The constant hammering of construction on the level below jarred Rawlings from his sleep. He mashed his pillow over his head, but the noise did not abate. Fuming, he hopped out of bed and pulled on a wrinkled jumpsuit. He stumbled out of the barracks and into the main hall.

Dillan watched the half-awake bodyguard stagger over to the vending machines. He snorted as Rawlings shoved in various coins and received a can of tooth-rotting soda in exchange.

"That's a bird of another feather," muttered Will, the Chief Airtech. He chewed on the remains of a sandwich, his tinted aviator's glasses folded up and resting on the table before him.

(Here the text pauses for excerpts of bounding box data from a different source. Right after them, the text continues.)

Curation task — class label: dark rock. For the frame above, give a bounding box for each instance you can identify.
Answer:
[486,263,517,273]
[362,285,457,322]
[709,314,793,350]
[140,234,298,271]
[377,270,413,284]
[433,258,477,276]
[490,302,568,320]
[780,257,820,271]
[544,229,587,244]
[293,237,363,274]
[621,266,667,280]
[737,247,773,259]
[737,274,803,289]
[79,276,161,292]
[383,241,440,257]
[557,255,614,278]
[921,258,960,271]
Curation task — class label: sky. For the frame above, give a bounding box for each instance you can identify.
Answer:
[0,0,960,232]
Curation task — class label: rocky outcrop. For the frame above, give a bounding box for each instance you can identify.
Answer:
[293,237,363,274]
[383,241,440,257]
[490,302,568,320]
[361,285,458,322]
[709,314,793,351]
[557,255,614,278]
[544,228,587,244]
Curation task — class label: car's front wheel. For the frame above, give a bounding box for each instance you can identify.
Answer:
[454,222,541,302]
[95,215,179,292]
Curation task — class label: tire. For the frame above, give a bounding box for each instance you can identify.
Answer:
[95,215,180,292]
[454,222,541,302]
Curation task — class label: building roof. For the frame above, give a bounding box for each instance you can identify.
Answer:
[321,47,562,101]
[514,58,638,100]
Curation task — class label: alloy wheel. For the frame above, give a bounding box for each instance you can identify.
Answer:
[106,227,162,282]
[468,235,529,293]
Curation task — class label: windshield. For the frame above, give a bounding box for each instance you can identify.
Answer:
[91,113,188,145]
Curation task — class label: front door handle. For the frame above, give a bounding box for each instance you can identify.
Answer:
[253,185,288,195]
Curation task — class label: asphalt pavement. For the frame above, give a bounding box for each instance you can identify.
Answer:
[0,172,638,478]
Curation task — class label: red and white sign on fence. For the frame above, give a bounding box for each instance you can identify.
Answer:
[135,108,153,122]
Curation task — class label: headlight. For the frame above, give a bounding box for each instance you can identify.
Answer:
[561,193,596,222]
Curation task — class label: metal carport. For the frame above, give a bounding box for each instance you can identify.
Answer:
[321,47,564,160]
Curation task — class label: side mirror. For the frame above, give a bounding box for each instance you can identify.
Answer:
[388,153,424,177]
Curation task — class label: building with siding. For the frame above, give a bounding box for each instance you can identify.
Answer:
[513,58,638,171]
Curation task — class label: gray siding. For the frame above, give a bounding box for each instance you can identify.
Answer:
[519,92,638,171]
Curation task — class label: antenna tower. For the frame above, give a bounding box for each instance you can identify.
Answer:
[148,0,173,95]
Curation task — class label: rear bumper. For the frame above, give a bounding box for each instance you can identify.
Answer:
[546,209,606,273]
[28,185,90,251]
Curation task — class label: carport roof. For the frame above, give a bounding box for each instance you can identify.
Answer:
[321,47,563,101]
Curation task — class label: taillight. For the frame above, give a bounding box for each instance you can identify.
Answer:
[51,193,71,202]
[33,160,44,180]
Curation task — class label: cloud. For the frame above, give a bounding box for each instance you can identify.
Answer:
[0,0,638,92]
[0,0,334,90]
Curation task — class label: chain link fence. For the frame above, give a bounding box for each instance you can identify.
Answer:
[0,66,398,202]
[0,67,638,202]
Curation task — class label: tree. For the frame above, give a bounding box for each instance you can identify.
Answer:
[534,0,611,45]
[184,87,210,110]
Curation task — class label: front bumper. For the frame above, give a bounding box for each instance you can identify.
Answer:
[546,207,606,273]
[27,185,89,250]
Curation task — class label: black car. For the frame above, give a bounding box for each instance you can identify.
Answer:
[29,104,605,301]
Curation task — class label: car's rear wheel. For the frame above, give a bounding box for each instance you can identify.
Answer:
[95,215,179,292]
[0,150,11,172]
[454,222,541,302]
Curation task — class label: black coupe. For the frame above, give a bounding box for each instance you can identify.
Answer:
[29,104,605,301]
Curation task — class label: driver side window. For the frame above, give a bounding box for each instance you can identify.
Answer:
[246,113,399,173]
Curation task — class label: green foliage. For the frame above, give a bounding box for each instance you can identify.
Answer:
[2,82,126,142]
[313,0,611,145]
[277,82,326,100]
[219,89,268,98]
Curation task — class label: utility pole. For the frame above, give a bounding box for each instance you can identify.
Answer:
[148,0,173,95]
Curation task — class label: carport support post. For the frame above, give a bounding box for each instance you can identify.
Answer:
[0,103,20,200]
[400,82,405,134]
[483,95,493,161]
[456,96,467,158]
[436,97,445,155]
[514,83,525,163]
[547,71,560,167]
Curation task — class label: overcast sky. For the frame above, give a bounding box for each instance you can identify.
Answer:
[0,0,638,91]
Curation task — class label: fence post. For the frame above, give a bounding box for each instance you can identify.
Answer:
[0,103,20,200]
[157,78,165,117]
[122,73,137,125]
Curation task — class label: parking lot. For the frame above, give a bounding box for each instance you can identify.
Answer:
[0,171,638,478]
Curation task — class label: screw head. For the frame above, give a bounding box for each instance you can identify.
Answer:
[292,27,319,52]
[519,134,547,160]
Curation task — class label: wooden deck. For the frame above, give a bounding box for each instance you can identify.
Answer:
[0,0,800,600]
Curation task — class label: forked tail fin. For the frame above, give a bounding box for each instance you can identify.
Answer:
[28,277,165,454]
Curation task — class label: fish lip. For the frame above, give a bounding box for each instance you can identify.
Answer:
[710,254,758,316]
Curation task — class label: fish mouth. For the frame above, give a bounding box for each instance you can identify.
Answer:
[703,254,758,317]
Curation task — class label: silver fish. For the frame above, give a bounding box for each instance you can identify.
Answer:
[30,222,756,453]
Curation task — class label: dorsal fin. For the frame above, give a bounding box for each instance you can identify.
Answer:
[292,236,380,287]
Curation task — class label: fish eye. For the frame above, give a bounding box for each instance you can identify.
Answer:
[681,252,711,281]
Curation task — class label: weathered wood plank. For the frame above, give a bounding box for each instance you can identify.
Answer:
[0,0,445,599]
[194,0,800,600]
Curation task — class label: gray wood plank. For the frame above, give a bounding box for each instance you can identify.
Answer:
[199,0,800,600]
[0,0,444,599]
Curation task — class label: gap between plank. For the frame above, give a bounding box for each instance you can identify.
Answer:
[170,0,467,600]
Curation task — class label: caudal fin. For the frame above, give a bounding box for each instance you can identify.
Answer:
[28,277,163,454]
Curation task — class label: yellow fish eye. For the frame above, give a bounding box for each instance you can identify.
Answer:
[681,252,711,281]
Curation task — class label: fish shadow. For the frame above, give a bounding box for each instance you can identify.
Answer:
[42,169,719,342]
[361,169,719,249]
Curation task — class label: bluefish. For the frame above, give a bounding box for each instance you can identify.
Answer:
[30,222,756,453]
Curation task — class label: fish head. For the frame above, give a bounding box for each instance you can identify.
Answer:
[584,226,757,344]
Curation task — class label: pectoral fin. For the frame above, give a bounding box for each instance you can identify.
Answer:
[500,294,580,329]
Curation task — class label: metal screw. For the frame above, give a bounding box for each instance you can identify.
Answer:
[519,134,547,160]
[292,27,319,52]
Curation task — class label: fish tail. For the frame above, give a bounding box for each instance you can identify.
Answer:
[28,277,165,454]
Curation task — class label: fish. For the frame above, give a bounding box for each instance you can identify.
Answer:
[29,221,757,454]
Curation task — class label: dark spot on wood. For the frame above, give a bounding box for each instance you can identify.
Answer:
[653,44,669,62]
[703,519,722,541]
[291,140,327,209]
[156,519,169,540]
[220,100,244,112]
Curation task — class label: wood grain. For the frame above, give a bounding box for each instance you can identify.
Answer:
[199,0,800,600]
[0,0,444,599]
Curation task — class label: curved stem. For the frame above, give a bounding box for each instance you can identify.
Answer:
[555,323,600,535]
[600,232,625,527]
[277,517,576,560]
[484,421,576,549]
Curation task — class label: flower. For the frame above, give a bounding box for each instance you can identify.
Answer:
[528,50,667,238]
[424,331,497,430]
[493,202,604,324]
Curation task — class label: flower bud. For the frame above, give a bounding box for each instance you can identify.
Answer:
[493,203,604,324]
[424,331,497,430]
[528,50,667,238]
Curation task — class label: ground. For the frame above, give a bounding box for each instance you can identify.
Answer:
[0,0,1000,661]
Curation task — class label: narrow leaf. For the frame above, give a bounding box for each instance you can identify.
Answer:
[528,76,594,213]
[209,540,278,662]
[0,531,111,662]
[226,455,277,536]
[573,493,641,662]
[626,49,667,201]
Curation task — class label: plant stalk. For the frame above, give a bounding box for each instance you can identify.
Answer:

Dillan turned back to his mug of coffee. "For all rights, that kid should be a secondary. The commander sees something in him, though. I'll be damned if I do."

Rawlings sauntered over to an overstuffed chair, collapsed in it, and curled up to sleep.

"So," responded Will, returning to his previous path of inquiry, "why are you out here? First isn't on standby tonight."

"That's right," nodded Dillan, glancing around. "But the racket next door is too damn loud for me to sleep."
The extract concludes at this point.